By Saad Anjum


Stem cell medicine is both promising and ethically controversial. This combination has resulted in a politically-charged playing field where promise can be hyped, and patients’ desperate hopes for stem cell cures for currently untreatable conditions provide an irresistible lure for unscrupulous profit-seekers. It is a difficult climate, where even cautious scientists, proceeding methodically, can feel pressured to produce results, and now. In this setting, perhaps the repeated instances of real and alleged scientific fraud shouldn’t be surprising. Scientists are vying for fame and the dollar right along with scientific knowledge. Even among those who don’t completely eschew their responsibilities to gather careful evidence prior to injecting patients with stem cell-based concoctions, the many pressures may reduce to a singular demand for rapid results.


The best known example of stem cell research fraud comes from Woo Suk Hwang, who published a paper in Science in 2004 claiming that his team created the world’s first cloned human embryos and extracted stem cells from them. Dr. Hwang’s research vaulted his team to both national and international fame and led to funding to continue his research. Hwang published a second paper in Science a year later, this one claiming that the team had used the same technique to create human embryonic stem cell lines that were a genetic match to specific patients.

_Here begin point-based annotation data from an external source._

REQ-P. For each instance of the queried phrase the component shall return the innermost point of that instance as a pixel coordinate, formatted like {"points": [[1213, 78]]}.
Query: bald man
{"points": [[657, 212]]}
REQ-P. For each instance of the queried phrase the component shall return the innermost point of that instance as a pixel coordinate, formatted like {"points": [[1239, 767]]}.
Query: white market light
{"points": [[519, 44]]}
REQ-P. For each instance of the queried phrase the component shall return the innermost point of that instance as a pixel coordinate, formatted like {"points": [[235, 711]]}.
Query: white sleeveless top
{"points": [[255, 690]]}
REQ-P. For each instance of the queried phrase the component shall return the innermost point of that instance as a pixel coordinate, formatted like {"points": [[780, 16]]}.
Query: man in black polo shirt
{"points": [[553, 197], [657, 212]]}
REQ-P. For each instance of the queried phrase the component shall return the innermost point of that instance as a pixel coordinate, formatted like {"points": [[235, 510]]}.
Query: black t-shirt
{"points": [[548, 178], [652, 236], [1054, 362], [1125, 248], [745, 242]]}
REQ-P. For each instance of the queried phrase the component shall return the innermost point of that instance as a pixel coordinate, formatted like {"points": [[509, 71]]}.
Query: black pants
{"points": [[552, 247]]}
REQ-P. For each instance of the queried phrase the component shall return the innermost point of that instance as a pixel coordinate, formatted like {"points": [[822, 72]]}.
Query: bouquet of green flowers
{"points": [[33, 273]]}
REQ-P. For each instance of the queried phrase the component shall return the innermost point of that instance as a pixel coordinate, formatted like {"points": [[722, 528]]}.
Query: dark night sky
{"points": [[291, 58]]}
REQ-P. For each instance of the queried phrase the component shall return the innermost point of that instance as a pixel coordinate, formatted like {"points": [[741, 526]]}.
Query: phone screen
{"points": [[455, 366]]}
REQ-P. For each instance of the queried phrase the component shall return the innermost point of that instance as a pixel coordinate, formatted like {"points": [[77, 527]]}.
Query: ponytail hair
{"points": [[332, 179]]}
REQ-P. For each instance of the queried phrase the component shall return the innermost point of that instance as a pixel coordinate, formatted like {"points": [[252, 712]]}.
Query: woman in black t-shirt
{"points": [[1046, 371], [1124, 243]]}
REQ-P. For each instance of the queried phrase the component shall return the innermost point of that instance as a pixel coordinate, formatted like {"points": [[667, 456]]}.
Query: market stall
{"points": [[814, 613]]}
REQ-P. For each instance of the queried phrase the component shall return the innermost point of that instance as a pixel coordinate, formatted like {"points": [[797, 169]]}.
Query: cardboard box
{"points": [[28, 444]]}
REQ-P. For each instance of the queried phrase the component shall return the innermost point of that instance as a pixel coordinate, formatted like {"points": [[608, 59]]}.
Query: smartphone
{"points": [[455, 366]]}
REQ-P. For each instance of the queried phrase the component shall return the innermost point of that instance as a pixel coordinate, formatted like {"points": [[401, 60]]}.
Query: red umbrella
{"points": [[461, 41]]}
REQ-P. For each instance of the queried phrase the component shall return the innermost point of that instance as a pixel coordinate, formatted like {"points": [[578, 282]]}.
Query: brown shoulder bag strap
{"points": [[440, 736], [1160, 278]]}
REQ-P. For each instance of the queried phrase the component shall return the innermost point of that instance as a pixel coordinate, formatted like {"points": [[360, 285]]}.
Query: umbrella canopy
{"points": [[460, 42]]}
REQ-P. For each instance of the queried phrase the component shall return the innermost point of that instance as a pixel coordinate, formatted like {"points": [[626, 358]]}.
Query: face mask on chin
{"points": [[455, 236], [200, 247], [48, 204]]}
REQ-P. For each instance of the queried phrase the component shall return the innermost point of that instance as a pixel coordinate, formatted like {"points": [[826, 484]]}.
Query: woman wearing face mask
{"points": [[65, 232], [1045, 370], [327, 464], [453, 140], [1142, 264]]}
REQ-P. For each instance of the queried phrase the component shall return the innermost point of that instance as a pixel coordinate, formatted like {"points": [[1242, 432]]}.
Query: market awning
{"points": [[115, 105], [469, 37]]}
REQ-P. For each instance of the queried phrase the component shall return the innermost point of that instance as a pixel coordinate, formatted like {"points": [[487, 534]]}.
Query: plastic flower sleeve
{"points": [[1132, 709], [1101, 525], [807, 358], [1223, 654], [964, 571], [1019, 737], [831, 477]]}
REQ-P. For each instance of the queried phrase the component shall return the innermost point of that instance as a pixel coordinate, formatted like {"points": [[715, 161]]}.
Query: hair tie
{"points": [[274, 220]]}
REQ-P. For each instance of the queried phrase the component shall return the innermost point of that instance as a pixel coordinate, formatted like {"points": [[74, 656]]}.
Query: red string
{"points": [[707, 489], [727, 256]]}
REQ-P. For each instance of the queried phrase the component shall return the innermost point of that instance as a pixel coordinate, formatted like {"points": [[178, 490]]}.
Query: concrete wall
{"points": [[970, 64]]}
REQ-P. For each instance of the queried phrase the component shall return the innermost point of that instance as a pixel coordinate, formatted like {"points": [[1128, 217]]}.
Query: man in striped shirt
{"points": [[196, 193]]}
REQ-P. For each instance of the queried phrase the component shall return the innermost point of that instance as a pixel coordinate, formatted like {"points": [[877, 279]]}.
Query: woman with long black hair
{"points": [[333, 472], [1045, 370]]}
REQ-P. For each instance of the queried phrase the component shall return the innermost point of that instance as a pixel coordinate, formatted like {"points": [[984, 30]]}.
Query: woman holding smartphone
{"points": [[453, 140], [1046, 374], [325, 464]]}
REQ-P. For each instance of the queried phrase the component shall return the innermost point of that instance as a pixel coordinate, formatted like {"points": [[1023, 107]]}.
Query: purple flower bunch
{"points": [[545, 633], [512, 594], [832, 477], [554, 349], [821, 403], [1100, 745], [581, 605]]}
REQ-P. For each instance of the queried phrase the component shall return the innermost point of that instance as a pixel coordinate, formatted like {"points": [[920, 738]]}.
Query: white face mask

Word of Hwang’s groundbreaking discoveries undoubtedly raised hopes in patients who were desperate for cures. However, scientists discovered several indications that data was fabricated and Science retracted both papers. In the end, the South Korean government convicted Hwang for embezzling money from the government for research, illegally purchasing human eggs, and falsifying his papers.


Concerns about scientific fraud in the world of stem cell research continue to appear. Davide Vannoni is deemed by some colleagues to be just such a perpetrator. Vannoni, an Italian psychologist before pursuing stem cell research, promised a cure to several fatal illnesses with his stem cell-based intervention. With patient protests and pressure, the Italian government pledged $3.9 million (US dollars) to support clinical trials. Critics argued that Vannoni’s preparation of stem cells for treatment is both unproven and based on faulty data and therefore called for the government to pull back its support. With over one hundred people volunteering for the trial, protests ensued when Vannoni’s lab was ordered to suspend operations. The government-supported clinical trial was supposed to begin July 1st but has been repeatedly delayed because Vannoni has not revealed his methods for treatment to the government committee in charge of the trial.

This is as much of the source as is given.